MicroRNA-23a/24-2/27a as a potential diagnostic biomarker for cancer: A systematic review and meta-analysis

Abstract

An increasing number of studies have proven that microRNAs play an important role in the occurrence, development and prognosis of various types of cancer. As a vital gene cluster, the microRNA (miR)-23a/24-2/27a cluster may be an important marker for predicting cancer prognosis and tumor progression. A search was conducted through PubMed, Medline and the Cochrane Library to identify studies investigating the association between the miR-23a/24-2/27a cluster and cancer, and the identified related studies were included in the present meta-analysis. The strength of the association was assessed by hazard ratio (HR) and its 95% confidence interval (95% CI). A total of 21 studies were included in this meta-analysis. The results indicated that a high level of miR-23a exerted a significant effect on overall survival (OS) (HR=2.33, 95% CI: 1.18-4.58; P=0.014), but not on disease-free survival (DFS)/recurrence-free survival (RFS) (HR=1.13, 95% CI: 0.37-3.44; P=0.836). There was an obvious statistically significant association between OS and the expression of miR-24 (HR=2.49, 95% CI: 1.84-3.37; P=0.000), particularly in the digestive system (pooled HR=2.99, 95% CI: 2.17-4.13, P=0.000). In addition, the result suggested a statistically significant association between the expression of miR-27a and OS (pooled HR=1.89, 95% CI: 1.32-2.69; P=0.001), as well as DFS/RFS/progression-free survival (HR=2.19, 95% CI: 1.29-3.70; P=0.003), particularly in renal cell carcinoma (HR=2.30, 95% CI: 1.16-4.67; P=0.017). A subgroup analysis by ethnicity, cancer type and statistical methodology was performed. There was no obvious publication bias. In conclusion, the present study demonstrated that the miR-23a/24-2/27a cluster may be a useful marker for predicting cancer prognosis and tumor progression.

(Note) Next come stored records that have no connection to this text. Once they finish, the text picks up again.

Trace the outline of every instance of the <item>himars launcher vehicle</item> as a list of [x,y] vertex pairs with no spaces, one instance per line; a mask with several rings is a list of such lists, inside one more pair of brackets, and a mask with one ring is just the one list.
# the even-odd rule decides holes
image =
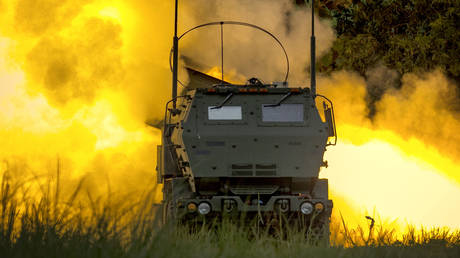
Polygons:
[[332,201],[327,179],[318,174],[327,166],[326,146],[335,145],[337,137],[332,102],[316,94],[314,31],[311,88],[287,87],[288,72],[283,83],[251,78],[234,85],[195,71],[199,83],[177,96],[179,39],[197,28],[225,24],[267,32],[247,23],[214,22],[177,37],[176,0],[173,98],[166,105],[158,146],[164,221],[252,214],[261,221],[283,217],[328,232]]

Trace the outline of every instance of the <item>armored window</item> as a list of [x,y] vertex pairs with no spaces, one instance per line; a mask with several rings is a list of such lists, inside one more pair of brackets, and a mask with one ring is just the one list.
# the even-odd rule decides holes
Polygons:
[[303,122],[303,104],[262,105],[263,122]]
[[209,120],[242,120],[241,106],[208,107]]

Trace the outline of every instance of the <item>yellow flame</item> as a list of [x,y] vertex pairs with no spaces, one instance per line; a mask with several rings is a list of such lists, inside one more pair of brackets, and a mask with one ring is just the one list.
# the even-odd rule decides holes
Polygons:
[[[16,160],[27,163],[24,173],[47,173],[59,156],[69,185],[87,176],[95,191],[107,180],[119,192],[151,187],[160,136],[144,120],[161,119],[169,97],[171,3],[45,1],[40,10],[23,0],[2,3],[0,172]],[[207,74],[221,78],[218,67]],[[327,151],[330,167],[321,172],[336,211],[360,220],[375,209],[390,220],[460,227],[458,138],[439,141],[451,155],[436,143],[458,132],[459,123],[445,110],[436,113],[427,98],[447,91],[439,78],[411,79],[415,86],[403,89],[409,102],[385,96],[375,121],[366,117],[363,78],[342,72],[319,80],[336,105],[340,142]],[[245,78],[229,67],[225,80]],[[436,82],[444,87],[431,87]],[[406,112],[394,115],[398,110]]]

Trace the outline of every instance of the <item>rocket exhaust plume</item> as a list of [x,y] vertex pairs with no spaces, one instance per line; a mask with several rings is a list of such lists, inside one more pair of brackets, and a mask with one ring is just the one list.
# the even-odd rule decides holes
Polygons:
[[[216,20],[260,25],[285,45],[290,85],[305,82],[310,49],[301,35],[310,33],[310,10],[288,0],[182,2],[179,32]],[[16,166],[20,173],[11,177],[44,178],[59,159],[63,189],[84,177],[82,187],[93,194],[107,185],[123,194],[151,190],[160,132],[144,121],[161,120],[171,94],[173,1],[16,0],[0,2],[0,12],[0,173]],[[314,21],[322,56],[334,31],[329,21]],[[181,53],[204,64],[202,72],[220,66],[216,35],[217,27],[181,41]],[[232,27],[225,42],[232,53],[226,79],[233,71],[235,78],[282,80],[284,57],[262,34]],[[437,70],[407,74],[400,89],[388,86],[370,119],[366,85],[387,70],[376,67],[367,81],[345,71],[317,78],[318,93],[334,102],[341,135],[321,172],[337,196],[336,211],[364,220],[361,214],[375,209],[402,223],[459,228],[452,205],[460,201],[455,85]]]

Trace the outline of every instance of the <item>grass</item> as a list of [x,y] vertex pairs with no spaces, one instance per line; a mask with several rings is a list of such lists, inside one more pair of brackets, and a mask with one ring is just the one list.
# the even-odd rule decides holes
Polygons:
[[81,181],[63,196],[59,169],[54,180],[34,182],[34,191],[9,175],[1,179],[0,257],[460,257],[460,233],[447,229],[409,228],[397,237],[378,223],[350,229],[342,218],[326,246],[232,223],[160,227],[153,190],[136,199],[94,198]]

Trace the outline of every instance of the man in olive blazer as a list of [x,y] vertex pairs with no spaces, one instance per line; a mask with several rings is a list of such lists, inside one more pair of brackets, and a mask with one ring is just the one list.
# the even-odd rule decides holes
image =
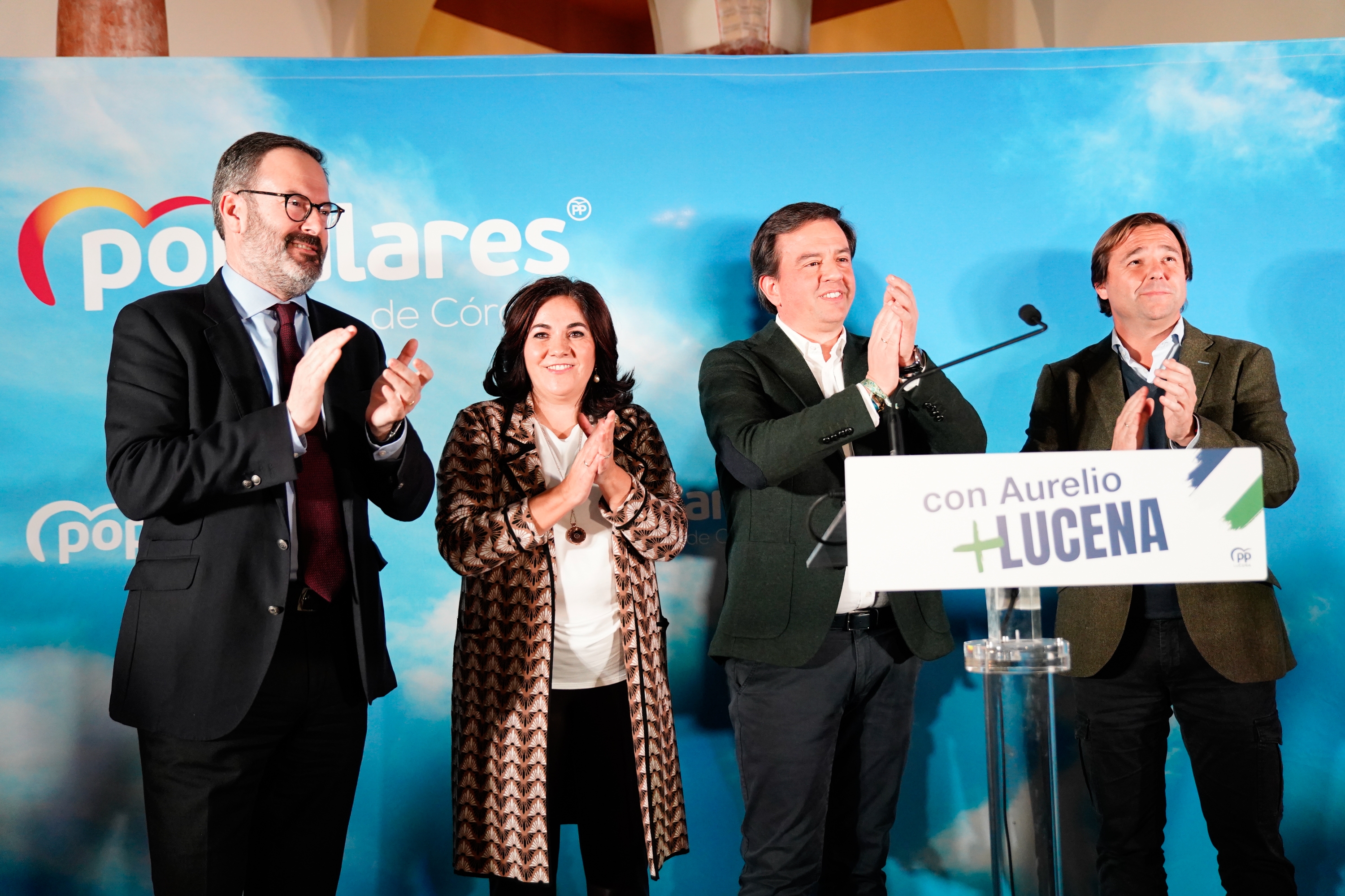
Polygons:
[[[952,650],[937,591],[859,594],[807,568],[808,508],[851,454],[886,454],[878,408],[928,365],[917,310],[889,277],[870,339],[845,330],[854,231],[796,203],[752,244],[777,317],[706,355],[701,412],[728,509],[728,594],[710,653],[725,661],[745,815],[742,896],[886,893],[882,866],[921,660]],[[908,453],[979,453],[976,411],[943,375],[898,394]],[[826,524],[839,501],[824,501]]]
[[[1262,450],[1264,504],[1294,493],[1298,465],[1270,351],[1182,318],[1190,250],[1153,212],[1093,250],[1112,333],[1048,364],[1025,451]],[[1180,360],[1178,360],[1180,357]],[[1128,398],[1127,398],[1128,395]],[[1102,895],[1166,893],[1163,764],[1177,715],[1229,893],[1293,893],[1279,836],[1283,778],[1275,680],[1294,668],[1267,582],[1060,588],[1076,736],[1102,817]]]

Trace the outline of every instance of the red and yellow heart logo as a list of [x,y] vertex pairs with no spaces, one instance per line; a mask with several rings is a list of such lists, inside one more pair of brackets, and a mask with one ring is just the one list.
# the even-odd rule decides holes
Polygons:
[[42,250],[47,244],[47,234],[70,212],[94,207],[116,208],[133,218],[141,227],[148,227],[149,222],[178,208],[208,204],[210,200],[200,196],[175,196],[147,210],[130,196],[102,187],[77,187],[56,193],[34,208],[19,228],[19,271],[23,274],[23,282],[43,305],[56,304],[51,282],[47,279],[47,265],[42,258]]

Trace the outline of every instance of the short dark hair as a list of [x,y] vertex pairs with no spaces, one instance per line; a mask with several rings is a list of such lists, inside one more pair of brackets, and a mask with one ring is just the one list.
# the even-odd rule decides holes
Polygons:
[[761,292],[763,277],[779,277],[780,257],[775,254],[775,238],[780,234],[792,234],[804,224],[814,220],[834,220],[850,243],[850,254],[854,255],[854,227],[841,216],[839,208],[823,206],[822,203],[791,203],[784,208],[771,212],[771,216],[761,222],[757,235],[752,238],[752,285],[756,286],[757,301],[761,308],[776,312],[775,305]]
[[580,410],[597,419],[612,408],[629,404],[635,376],[629,371],[623,376],[616,369],[616,328],[612,326],[607,302],[592,283],[569,277],[543,277],[514,293],[500,312],[504,334],[495,347],[495,357],[491,359],[491,368],[486,371],[482,386],[487,394],[506,402],[522,402],[527,396],[533,380],[523,363],[523,344],[537,320],[537,312],[557,296],[569,296],[578,304],[593,334],[593,372],[597,373],[597,383],[590,382],[584,390]]
[[[1173,236],[1177,238],[1177,244],[1181,246],[1181,259],[1186,267],[1186,279],[1192,278],[1194,269],[1190,263],[1190,249],[1186,246],[1186,235],[1182,232],[1181,224],[1176,220],[1167,220],[1155,211],[1142,211],[1126,215],[1098,238],[1092,258],[1093,287],[1107,282],[1107,266],[1111,265],[1112,250],[1126,242],[1126,238],[1141,227],[1151,226],[1166,227],[1173,232]],[[1111,317],[1111,302],[1102,296],[1098,297],[1098,309],[1107,317]]]
[[[219,214],[219,197],[252,187],[261,160],[272,149],[297,149],[312,156],[319,165],[327,159],[321,149],[305,144],[299,137],[273,134],[266,130],[257,130],[235,140],[234,145],[219,157],[219,164],[215,165],[215,183],[210,188],[210,207],[215,212],[215,230],[219,231],[221,238],[225,235],[225,219]],[[327,165],[323,165],[323,173],[327,173]]]

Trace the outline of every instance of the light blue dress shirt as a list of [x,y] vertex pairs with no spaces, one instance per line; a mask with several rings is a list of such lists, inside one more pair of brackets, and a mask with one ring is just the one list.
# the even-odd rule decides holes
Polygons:
[[[1166,340],[1154,347],[1154,355],[1150,359],[1150,365],[1145,367],[1143,364],[1141,364],[1139,361],[1137,361],[1130,356],[1130,351],[1122,344],[1120,336],[1116,334],[1116,328],[1114,326],[1111,329],[1111,351],[1116,352],[1116,355],[1120,357],[1122,364],[1128,365],[1130,369],[1139,373],[1141,379],[1143,379],[1149,384],[1153,384],[1154,375],[1158,372],[1158,369],[1165,363],[1171,360],[1178,351],[1181,351],[1181,341],[1184,339],[1186,339],[1186,318],[1178,317],[1177,326],[1173,328],[1171,336],[1169,336]],[[1186,447],[1189,449],[1196,447],[1196,442],[1198,441],[1200,441],[1200,418],[1197,416],[1196,438],[1188,442]],[[1177,445],[1171,439],[1167,439],[1167,447],[1180,449],[1182,446]]]
[[[261,368],[261,379],[266,384],[266,391],[270,392],[270,403],[280,404],[280,357],[277,355],[280,317],[272,310],[272,305],[280,300],[235,271],[229,266],[229,262],[225,262],[221,271],[225,286],[229,289],[229,297],[234,301],[234,309],[242,318],[249,339],[252,339],[253,351],[257,353],[257,365]],[[299,296],[289,301],[297,306],[295,337],[299,340],[299,348],[307,352],[313,344],[313,330],[308,324],[308,296]],[[319,419],[317,424],[323,426],[323,420]],[[402,449],[406,446],[406,427],[402,426],[401,430],[401,434],[387,445],[375,443],[369,435],[369,430],[364,430],[375,461],[395,461],[401,457]],[[303,457],[308,450],[308,439],[295,429],[295,420],[289,420],[289,438],[293,442],[295,457]],[[299,529],[295,527],[293,482],[285,484],[285,508],[289,514],[289,579],[295,582],[299,579]]]

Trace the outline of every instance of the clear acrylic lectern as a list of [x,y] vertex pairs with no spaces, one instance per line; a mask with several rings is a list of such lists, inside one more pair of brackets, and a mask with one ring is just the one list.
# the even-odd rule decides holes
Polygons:
[[1053,676],[1069,643],[1041,637],[1040,588],[986,588],[986,615],[989,637],[963,657],[986,677],[990,892],[1064,896]]

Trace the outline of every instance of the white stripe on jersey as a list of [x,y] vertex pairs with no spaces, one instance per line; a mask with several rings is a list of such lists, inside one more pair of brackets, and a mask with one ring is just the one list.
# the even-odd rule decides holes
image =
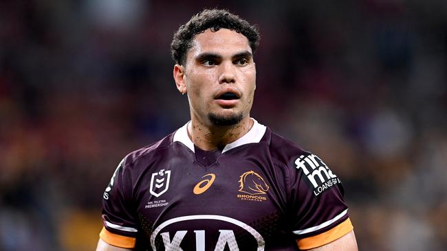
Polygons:
[[113,229],[117,229],[119,230],[122,231],[126,231],[126,232],[138,232],[138,230],[136,228],[129,228],[128,226],[122,226],[117,224],[114,224],[113,223],[110,223],[107,221],[105,221],[106,226],[107,226],[109,228],[113,228]]
[[340,213],[338,215],[334,217],[334,219],[332,219],[328,220],[327,222],[323,222],[323,224],[320,224],[318,226],[313,226],[312,228],[306,228],[306,229],[303,229],[303,230],[295,230],[295,231],[294,231],[294,234],[295,234],[295,235],[303,235],[303,234],[307,234],[308,232],[316,231],[316,230],[320,230],[320,229],[321,229],[323,228],[325,228],[325,227],[328,226],[329,225],[333,224],[334,222],[336,222],[337,220],[338,220],[342,217],[345,216],[345,215],[346,215],[346,213],[347,212],[348,212],[348,210],[346,209],[345,211]]

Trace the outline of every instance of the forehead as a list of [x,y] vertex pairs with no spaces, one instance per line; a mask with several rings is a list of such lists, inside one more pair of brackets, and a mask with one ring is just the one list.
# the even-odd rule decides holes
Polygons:
[[231,56],[241,51],[252,52],[248,38],[240,33],[228,29],[212,32],[210,29],[194,37],[188,58],[203,53],[214,53]]

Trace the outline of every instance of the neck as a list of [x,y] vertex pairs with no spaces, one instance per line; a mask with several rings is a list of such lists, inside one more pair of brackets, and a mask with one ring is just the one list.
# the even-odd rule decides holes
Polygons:
[[208,126],[197,119],[191,119],[188,125],[188,134],[194,145],[205,151],[222,150],[225,146],[245,135],[253,126],[249,116],[232,126]]

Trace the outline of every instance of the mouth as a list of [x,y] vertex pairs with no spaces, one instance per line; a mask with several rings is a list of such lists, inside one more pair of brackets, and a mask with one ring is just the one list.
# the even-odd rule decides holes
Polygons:
[[227,88],[217,93],[214,99],[222,108],[231,108],[238,104],[241,95],[237,91]]
[[215,99],[224,99],[224,100],[233,100],[233,99],[239,99],[239,97],[237,96],[237,95],[230,92],[223,93],[215,98]]
[[226,88],[223,90],[221,90],[216,96],[215,99],[222,99],[222,100],[235,100],[239,99],[241,98],[241,94],[237,91],[237,90],[233,88]]

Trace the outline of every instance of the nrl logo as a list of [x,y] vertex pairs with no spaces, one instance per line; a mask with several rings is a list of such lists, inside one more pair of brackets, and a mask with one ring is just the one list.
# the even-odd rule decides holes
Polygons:
[[151,189],[149,191],[151,194],[158,197],[168,191],[170,178],[171,171],[161,169],[157,173],[152,174],[152,177],[151,178]]
[[268,185],[261,176],[253,171],[248,171],[241,176],[239,179],[239,191],[250,194],[265,194]]

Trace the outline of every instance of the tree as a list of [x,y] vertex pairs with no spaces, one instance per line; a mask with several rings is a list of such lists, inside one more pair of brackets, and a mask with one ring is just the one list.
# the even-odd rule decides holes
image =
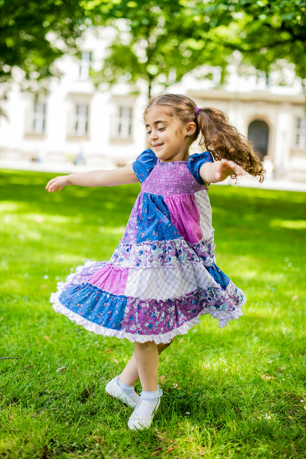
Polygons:
[[28,80],[56,74],[52,63],[76,50],[89,23],[77,0],[1,0],[0,82],[9,81],[16,67]]
[[222,15],[227,23],[210,31],[213,42],[239,50],[245,63],[266,73],[281,68],[284,60],[302,78],[306,77],[306,11],[302,0],[213,0],[203,8],[210,21]]
[[[301,0],[105,0],[85,1],[96,24],[117,34],[97,84],[120,79],[137,85],[145,80],[164,87],[204,64],[219,66],[221,82],[230,55],[241,53],[250,65],[268,73],[279,60],[295,65],[305,78],[306,2]],[[245,67],[245,68],[246,68]]]
[[201,14],[202,1],[189,4],[172,0],[84,2],[94,23],[116,30],[102,70],[93,75],[96,84],[124,81],[135,88],[141,78],[149,94],[153,83],[166,87],[204,64],[224,71],[231,50],[201,36],[200,29],[208,32],[210,28]]

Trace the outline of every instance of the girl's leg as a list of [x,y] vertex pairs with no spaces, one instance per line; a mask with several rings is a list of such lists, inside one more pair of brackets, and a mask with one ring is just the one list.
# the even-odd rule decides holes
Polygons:
[[[171,340],[169,343],[168,343],[167,344],[158,344],[157,351],[158,355],[159,355],[163,351],[169,346],[171,343],[173,342],[174,340],[174,338]],[[149,341],[149,342],[152,343],[153,341]],[[147,344],[148,343],[146,343],[146,344]],[[128,386],[134,386],[139,377],[139,374],[137,367],[137,364],[136,363],[135,353],[134,353],[126,364],[126,367],[119,375],[118,379],[121,382],[124,383],[125,384],[127,384]],[[145,390],[145,389],[144,390]]]
[[157,390],[158,353],[153,341],[135,343],[134,353],[143,391]]

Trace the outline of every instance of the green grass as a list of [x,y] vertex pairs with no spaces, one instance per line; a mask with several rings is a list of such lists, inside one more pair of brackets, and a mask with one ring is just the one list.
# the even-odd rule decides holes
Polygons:
[[109,258],[139,186],[48,193],[55,175],[0,171],[0,357],[15,358],[0,360],[0,458],[305,458],[306,195],[211,187],[217,263],[244,314],[221,329],[205,316],[164,351],[160,408],[135,433],[104,391],[132,344],[49,299],[77,265]]

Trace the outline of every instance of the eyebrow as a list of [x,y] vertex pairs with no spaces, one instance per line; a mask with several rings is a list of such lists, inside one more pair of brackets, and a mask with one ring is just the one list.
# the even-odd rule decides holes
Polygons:
[[[169,122],[168,121],[163,121],[161,119],[158,119],[158,120],[157,120],[157,121],[154,121],[153,124],[158,124],[158,123],[168,123],[168,122]],[[150,124],[146,124],[146,128],[148,128],[148,126],[150,126]]]

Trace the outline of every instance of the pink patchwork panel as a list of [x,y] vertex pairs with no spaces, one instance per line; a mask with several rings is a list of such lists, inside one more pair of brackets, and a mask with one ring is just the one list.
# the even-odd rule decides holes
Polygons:
[[107,264],[87,279],[87,282],[114,295],[124,295],[128,271],[128,269],[116,269],[111,265]]
[[203,237],[200,226],[200,213],[194,194],[164,196],[170,213],[171,223],[181,236],[191,244],[199,242]]

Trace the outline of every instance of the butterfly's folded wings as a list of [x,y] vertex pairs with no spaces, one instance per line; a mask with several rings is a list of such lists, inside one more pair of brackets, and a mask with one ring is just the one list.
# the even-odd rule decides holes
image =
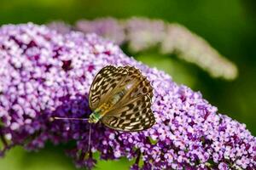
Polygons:
[[102,117],[108,128],[121,131],[141,131],[152,127],[155,119],[151,110],[153,88],[135,67],[104,67],[96,75],[90,90],[90,106],[95,110],[117,91],[128,92]]

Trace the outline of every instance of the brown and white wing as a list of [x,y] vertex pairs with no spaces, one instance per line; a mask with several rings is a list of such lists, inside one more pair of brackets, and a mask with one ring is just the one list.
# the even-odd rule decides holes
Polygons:
[[127,71],[123,67],[108,65],[103,67],[94,78],[89,93],[89,105],[91,110],[108,100],[113,90],[124,80]]
[[108,128],[121,131],[141,131],[151,128],[155,119],[151,110],[153,88],[135,67],[125,67],[128,74],[119,84],[129,92],[106,116],[102,122]]
[[151,99],[148,95],[138,96],[121,108],[107,114],[102,119],[103,124],[110,128],[136,132],[151,128],[155,118],[151,110]]

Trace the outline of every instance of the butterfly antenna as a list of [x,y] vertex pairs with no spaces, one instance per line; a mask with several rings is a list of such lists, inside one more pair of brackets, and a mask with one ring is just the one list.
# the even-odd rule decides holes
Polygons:
[[55,120],[71,120],[71,121],[88,121],[88,118],[68,118],[68,117],[58,117],[58,116],[53,116],[49,118],[50,122],[53,122]]
[[90,133],[91,133],[91,123],[90,123],[90,128],[89,128],[89,142],[88,142],[88,152],[90,153]]

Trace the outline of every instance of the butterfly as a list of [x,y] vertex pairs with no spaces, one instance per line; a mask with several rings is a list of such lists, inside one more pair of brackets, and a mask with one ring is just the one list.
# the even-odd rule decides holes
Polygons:
[[153,95],[150,82],[138,69],[107,65],[96,74],[90,86],[89,105],[93,112],[89,119],[53,118],[102,122],[118,131],[142,131],[155,123],[151,110]]
[[151,128],[155,118],[151,110],[153,88],[133,66],[108,65],[96,76],[90,88],[93,110],[89,122],[101,121],[119,131],[137,132]]

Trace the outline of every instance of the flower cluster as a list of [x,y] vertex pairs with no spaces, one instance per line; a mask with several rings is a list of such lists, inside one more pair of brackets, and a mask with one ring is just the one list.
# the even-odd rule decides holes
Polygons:
[[84,33],[96,32],[118,44],[127,42],[133,52],[159,46],[160,53],[176,54],[178,58],[197,65],[212,77],[232,80],[237,76],[235,64],[219,54],[204,39],[178,24],[147,18],[120,21],[106,18],[79,20],[75,27]]
[[[218,114],[198,92],[172,82],[165,72],[129,58],[94,34],[65,35],[33,24],[0,29],[0,139],[3,150],[28,150],[76,141],[68,153],[79,167],[100,158],[136,159],[132,169],[255,169],[256,138],[245,125]],[[138,133],[91,125],[86,121],[50,122],[51,116],[88,117],[90,83],[107,65],[133,65],[154,87],[156,123]],[[143,167],[140,167],[143,166]]]

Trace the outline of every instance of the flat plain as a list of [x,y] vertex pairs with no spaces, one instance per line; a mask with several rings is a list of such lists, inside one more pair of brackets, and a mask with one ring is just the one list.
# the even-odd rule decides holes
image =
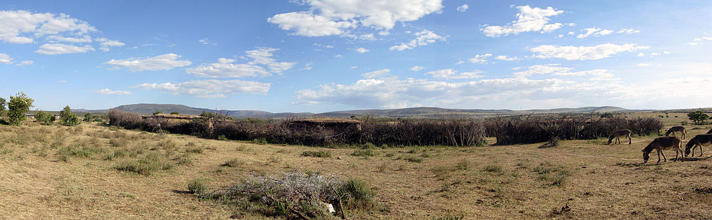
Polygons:
[[[666,129],[679,125],[671,115]],[[686,127],[685,142],[710,128]],[[0,212],[8,219],[260,219],[187,193],[188,182],[226,187],[296,170],[369,182],[380,208],[350,213],[355,219],[712,219],[712,149],[684,162],[672,162],[671,150],[667,162],[656,163],[653,152],[642,164],[641,150],[656,137],[634,136],[631,145],[562,140],[544,149],[373,147],[375,155],[354,156],[362,150],[159,135],[97,122],[0,125]],[[302,155],[320,150],[331,156]],[[233,166],[224,165],[229,161]],[[157,165],[132,167],[140,163]]]

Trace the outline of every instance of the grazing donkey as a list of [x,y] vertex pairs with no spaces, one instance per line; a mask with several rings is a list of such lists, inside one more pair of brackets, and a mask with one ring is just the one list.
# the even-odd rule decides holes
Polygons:
[[665,136],[668,136],[670,133],[672,133],[673,136],[675,136],[675,133],[681,132],[682,133],[682,140],[685,140],[685,127],[682,126],[675,126],[670,127],[666,132],[665,132]]
[[613,134],[611,134],[611,136],[608,137],[608,144],[610,145],[611,142],[613,142],[613,139],[615,138],[616,142],[617,142],[618,144],[620,145],[621,143],[620,137],[623,137],[623,138],[628,137],[628,145],[630,145],[630,143],[632,142],[632,140],[630,140],[631,133],[632,132],[630,132],[629,130],[617,130],[616,132],[613,132]]
[[643,163],[648,162],[648,159],[650,159],[649,155],[653,150],[656,150],[658,151],[658,162],[660,162],[660,154],[663,154],[663,159],[665,162],[667,162],[667,158],[665,157],[665,154],[663,153],[663,150],[675,150],[675,160],[677,161],[677,155],[679,152],[682,154],[682,161],[685,161],[685,154],[682,152],[682,148],[681,147],[681,144],[682,141],[680,140],[677,137],[661,137],[656,138],[653,142],[648,144],[645,149],[643,149]]
[[690,150],[692,150],[692,156],[695,155],[695,148],[700,146],[700,157],[702,157],[702,146],[712,145],[712,135],[698,135],[690,140],[685,145],[685,157],[690,154]]

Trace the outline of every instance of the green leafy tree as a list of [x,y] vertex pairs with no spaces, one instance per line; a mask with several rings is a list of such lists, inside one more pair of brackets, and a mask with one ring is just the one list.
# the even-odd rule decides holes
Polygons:
[[710,118],[710,116],[705,114],[703,111],[694,111],[687,113],[687,117],[689,117],[693,122],[695,122],[695,124],[698,125],[701,122],[704,122],[706,120]]
[[40,122],[42,125],[52,125],[52,122],[54,122],[54,115],[43,111],[38,111],[35,113],[35,120]]
[[7,103],[9,123],[13,125],[19,125],[25,120],[25,113],[30,111],[32,103],[35,100],[27,97],[25,93],[19,92],[15,96],[10,95],[10,102]]
[[84,121],[85,122],[90,122],[91,121],[91,114],[90,113],[87,112],[86,114],[84,114]]
[[59,112],[59,118],[62,120],[62,125],[65,126],[74,126],[79,125],[79,118],[77,115],[72,113],[72,108],[69,105],[65,106],[61,112]]
[[4,98],[0,98],[0,116],[5,115],[6,102]]

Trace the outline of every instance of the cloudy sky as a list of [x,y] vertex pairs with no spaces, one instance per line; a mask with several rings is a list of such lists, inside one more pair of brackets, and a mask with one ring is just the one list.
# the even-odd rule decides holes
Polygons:
[[42,110],[712,107],[711,12],[708,1],[3,1],[0,96],[23,91]]

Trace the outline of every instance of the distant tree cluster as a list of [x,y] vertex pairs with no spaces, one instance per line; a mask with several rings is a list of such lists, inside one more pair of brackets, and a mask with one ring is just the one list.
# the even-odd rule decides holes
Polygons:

Keywords: cancer; meta-analysis; microRNA-23a/24-2/27a.

Figure 1.

Flow diagram of the identification and selection of studies. OS, overall survival; DFS, disease-free survival; PFS, progression-free survival; CSS, cancer-specific survival; RFS, recurrence-free survival.

Figure 2.

Forest plots on the association of overall survival with (A) miR-23a, (B) miR-24 and (C) miR-27a. miR, microRNA; HR, hazard ratio; CI, confidence interval.

Figure 3.

Forest plots on the association of disease-free survival/recurrence-free survival/progression-free survival with (A) miR-23a, (B) miR-24 and (C) miR-27a. HR, hazard ratio; CI, confidence interval.

Figure 4.

Begg's funnel plots of publication bias test. (A) Association of overall survival (OS) with miR-23a; (B) Association of disease-free survival/recurrence-free survival (DFS/RFS) with miR-23a; (C) Association of OS with miR-24; (D) Association of DFS/RFS with miR-24; (E) Association of OS with miR-27a; (F) Association of DFS/RFS/progression-free survival with miR-27a.

Figure 5.

Sensitivity analysis. Meta-analysis estimates, given named study is omitted. (A) Effect of individual studies on the pooled hazard ratio (HR) for overall survival (OS) associated with miR-23a expression; (B) effect of individual studies on the pooled HR for OS associated with miR-24 expression; (C) effect of individual studies on the pooled HR for OS associated with miR-27a expression. CI, confidence interval.